Sherry Posted Tue 26th of July, 2011 17:33:49 PM
Elevation of mucoperichondrial flaps and mucoperiosteal flaps off the floor was done with Cottle elevator. The septal cartilage was cut through and elevation of mucoperichondrial flaps off the septum and mucoperiosteal flaps off the floor were carried out anterior to posterior. The cartilage was cut superiorly keeping a 2 cm intact rim strip. This was attached posteriorly with Freer elevator from perpendicular plate of the ethmoid and vomer and delivered with platform forceps frontal grafting. dissection was carried posteriorly and allowed Takahashi forceps to remove the deflection of these bony plates and 4mm chisels were used to remove the large spur off the maxillary crest. This markedly opened the nasal airway. These septal leaves were coapted w/ 4-0 plan gut suture sewn back and forth in mattress fashion w/SC1 needle. At this time, the nose was inspected and thought to have complete collapse in the mid vault area primarily cartilaginous. There was very little support of the tip which was quite narrow, and therefore, had convex lateral segments. This contributed to the inward movement on inspiration. An open technique was carried out. Rim incisions were connected through an inverted V and mid columellar. Elevation was done with curved sharp scissors. Care was taken to avoid injury of the lower lateral cartilages. These were thought to be quite wide but convexed in the lateral component offering very narrow domal segments. The saddling was immediately evident in the mid vault. Dissection was carried up onto the nasal bridge. At this time, the cartilage was trimmed on the back table to create two segments measuring 6mm x 2.5cm; it was stacked and 5-0 Monocryl was used to sew these together. Abolster of the foil packet was used with a 5-0 Monocryl through the foil pack but through the superior aspect of the midline with elevated dorsum down through the graft returning through the graft and coming up through the skin and back through the foil packet. This then allowed this to be teased into position. It was sewn down. The graft was placed underneath the elevated cephalic margins of the lower lateral cartilages and sewn in with 5-0 Monocryl on each side. A columellar strut measuring 4mm x 18mm was placed in a pocket created within the medial crura of the lower lateral cartilages. This was stabilzed with suture. The domes were then medialized to prevent bosse formation with suture. Nasal dressing applied.

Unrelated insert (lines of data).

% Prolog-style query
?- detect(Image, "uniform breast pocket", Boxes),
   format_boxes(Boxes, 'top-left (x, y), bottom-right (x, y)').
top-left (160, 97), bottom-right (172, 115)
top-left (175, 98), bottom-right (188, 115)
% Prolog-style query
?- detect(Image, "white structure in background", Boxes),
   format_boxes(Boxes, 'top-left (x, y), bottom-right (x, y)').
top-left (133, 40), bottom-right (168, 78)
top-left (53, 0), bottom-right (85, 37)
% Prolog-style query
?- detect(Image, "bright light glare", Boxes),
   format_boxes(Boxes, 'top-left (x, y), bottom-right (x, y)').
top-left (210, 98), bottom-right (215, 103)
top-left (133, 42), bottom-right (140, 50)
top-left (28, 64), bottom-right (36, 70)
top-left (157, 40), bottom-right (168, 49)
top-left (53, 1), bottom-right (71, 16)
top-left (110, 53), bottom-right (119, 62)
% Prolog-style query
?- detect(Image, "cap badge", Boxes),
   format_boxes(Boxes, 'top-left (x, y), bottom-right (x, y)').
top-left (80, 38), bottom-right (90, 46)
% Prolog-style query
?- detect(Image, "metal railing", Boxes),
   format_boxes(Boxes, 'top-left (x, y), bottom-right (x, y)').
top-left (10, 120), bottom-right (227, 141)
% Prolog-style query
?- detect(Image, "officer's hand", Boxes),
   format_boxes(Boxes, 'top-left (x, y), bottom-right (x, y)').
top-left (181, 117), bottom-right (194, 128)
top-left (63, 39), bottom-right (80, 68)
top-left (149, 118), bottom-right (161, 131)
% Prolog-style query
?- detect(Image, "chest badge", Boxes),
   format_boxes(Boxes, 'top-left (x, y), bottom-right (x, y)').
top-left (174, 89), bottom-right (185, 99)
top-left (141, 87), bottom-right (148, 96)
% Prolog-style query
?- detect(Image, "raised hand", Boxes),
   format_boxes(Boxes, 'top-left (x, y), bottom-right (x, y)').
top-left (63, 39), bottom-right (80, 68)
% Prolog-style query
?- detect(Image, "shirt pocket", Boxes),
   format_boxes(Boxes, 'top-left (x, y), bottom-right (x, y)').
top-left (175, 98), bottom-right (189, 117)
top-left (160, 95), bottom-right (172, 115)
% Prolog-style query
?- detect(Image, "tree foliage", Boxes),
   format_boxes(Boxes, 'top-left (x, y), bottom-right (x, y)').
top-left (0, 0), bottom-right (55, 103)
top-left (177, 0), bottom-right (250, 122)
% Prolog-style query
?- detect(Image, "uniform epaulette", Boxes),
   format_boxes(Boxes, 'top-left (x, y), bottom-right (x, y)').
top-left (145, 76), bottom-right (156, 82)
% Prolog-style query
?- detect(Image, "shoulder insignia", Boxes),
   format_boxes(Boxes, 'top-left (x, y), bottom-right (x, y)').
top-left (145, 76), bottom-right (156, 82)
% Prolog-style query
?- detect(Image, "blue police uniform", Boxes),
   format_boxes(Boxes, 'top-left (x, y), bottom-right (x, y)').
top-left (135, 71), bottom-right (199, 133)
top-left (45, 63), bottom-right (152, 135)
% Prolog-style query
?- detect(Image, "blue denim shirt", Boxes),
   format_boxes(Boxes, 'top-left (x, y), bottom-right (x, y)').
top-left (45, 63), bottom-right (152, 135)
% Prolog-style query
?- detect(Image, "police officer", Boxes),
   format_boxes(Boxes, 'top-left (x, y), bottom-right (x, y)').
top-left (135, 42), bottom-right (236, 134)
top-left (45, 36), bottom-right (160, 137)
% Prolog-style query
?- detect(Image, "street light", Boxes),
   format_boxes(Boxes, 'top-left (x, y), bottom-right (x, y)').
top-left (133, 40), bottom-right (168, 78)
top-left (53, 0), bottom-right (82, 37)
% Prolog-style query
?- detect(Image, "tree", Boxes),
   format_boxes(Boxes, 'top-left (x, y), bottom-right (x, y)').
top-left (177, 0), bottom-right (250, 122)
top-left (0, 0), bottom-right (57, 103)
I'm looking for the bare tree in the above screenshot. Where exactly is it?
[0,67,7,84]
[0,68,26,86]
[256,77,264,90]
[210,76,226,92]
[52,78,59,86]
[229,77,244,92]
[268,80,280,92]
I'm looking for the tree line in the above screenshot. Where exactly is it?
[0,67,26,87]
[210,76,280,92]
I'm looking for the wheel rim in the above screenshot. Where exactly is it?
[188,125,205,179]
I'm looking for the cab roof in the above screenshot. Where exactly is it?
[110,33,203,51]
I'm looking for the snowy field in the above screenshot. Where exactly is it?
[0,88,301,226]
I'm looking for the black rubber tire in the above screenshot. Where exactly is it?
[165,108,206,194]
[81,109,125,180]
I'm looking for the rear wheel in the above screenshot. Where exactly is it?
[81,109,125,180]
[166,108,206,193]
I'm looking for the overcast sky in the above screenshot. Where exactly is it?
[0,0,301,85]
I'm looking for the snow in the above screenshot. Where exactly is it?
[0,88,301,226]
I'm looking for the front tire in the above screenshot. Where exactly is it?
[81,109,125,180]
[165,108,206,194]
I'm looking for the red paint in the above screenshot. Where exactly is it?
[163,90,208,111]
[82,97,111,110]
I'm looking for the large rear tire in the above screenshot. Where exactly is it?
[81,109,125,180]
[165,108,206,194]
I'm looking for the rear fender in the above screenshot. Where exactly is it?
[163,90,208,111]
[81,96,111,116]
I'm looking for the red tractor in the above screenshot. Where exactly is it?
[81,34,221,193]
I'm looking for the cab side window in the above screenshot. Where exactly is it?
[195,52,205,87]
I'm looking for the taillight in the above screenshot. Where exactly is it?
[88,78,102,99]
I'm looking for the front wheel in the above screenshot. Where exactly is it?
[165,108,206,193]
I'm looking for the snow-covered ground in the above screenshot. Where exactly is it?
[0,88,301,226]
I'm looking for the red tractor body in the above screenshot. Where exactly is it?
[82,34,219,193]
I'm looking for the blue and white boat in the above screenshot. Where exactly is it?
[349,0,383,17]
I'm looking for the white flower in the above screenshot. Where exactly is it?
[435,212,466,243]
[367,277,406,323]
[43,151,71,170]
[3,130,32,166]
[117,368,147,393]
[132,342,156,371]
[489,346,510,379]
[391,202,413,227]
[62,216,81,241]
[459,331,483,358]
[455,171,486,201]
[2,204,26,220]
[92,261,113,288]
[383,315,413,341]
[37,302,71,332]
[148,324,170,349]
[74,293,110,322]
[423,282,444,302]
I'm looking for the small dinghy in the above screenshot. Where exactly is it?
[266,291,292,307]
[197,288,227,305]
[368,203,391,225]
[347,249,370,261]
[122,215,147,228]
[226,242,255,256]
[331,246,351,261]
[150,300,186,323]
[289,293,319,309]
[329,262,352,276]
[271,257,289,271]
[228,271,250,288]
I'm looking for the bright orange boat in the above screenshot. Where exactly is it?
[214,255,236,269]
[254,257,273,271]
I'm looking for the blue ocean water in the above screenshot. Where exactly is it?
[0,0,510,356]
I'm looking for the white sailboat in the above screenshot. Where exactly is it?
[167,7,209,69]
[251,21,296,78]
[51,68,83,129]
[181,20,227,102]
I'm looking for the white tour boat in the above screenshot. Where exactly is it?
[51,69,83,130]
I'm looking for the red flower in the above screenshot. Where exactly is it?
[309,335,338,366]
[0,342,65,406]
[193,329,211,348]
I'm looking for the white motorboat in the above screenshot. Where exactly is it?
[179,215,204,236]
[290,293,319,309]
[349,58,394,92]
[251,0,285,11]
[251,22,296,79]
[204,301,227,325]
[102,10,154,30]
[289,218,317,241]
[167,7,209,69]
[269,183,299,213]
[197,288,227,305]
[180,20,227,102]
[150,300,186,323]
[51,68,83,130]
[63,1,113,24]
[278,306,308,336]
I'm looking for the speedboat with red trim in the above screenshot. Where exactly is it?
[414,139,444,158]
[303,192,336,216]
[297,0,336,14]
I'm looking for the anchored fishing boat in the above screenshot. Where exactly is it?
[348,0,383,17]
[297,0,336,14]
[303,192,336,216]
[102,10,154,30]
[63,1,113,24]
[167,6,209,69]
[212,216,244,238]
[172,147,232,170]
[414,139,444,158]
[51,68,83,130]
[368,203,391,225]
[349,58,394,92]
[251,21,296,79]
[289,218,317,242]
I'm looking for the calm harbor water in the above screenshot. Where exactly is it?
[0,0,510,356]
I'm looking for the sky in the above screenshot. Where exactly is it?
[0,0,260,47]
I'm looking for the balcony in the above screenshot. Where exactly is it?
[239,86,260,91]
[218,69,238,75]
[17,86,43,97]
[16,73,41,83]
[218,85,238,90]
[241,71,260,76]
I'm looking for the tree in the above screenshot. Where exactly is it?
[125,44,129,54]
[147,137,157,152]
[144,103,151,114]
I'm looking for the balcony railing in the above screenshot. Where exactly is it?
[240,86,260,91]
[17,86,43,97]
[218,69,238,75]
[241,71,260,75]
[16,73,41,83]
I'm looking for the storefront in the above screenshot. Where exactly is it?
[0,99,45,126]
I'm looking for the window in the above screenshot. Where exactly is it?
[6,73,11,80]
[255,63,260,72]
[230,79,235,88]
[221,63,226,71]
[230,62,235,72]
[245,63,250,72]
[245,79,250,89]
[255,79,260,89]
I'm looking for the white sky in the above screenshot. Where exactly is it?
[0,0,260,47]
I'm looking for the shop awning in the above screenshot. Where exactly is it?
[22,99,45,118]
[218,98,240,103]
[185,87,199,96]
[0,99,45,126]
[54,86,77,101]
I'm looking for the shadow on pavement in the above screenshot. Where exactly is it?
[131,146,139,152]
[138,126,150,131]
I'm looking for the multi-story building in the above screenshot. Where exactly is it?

SuperCoder Answered Wed 27th of July, 2011 09:41:56 AM
Documentation MUST for functional rhinoplasty:
-State why the procedure was medically necessary
-Clearly reflect the medical problem(s) in the patient's history
-Address the patency of the nasal passages
-State the degree of obstruction
If there is medical necessity for both rhinoplasty and septoplasty procedures, then you can bill combination cpt code 30420.
If the surgeon performs septoplasty as there is medical necessity, but rhinoplasty is performed as a cosmetic procedure (where the patient is self-paying for the rhinoplasty procedure), code the appropriate rhinoplasty code(30400/30410 as appropriate) for the cash portion billing to the patient, and submit CPT code 30520 (septoplasty) to the insurance company.
Additionally, for repair of vestibular stenosis, use code 30465
Finally, consider the CCI edits issue with the combination of codes those you are going to use.
Sherry Posted Wed 27th of July, 2011 18:34:11 PM
Thank you so much for your detail explanation. It is good to have conformation from another coder. The surgery was Functional Rhinoplasty with VSR.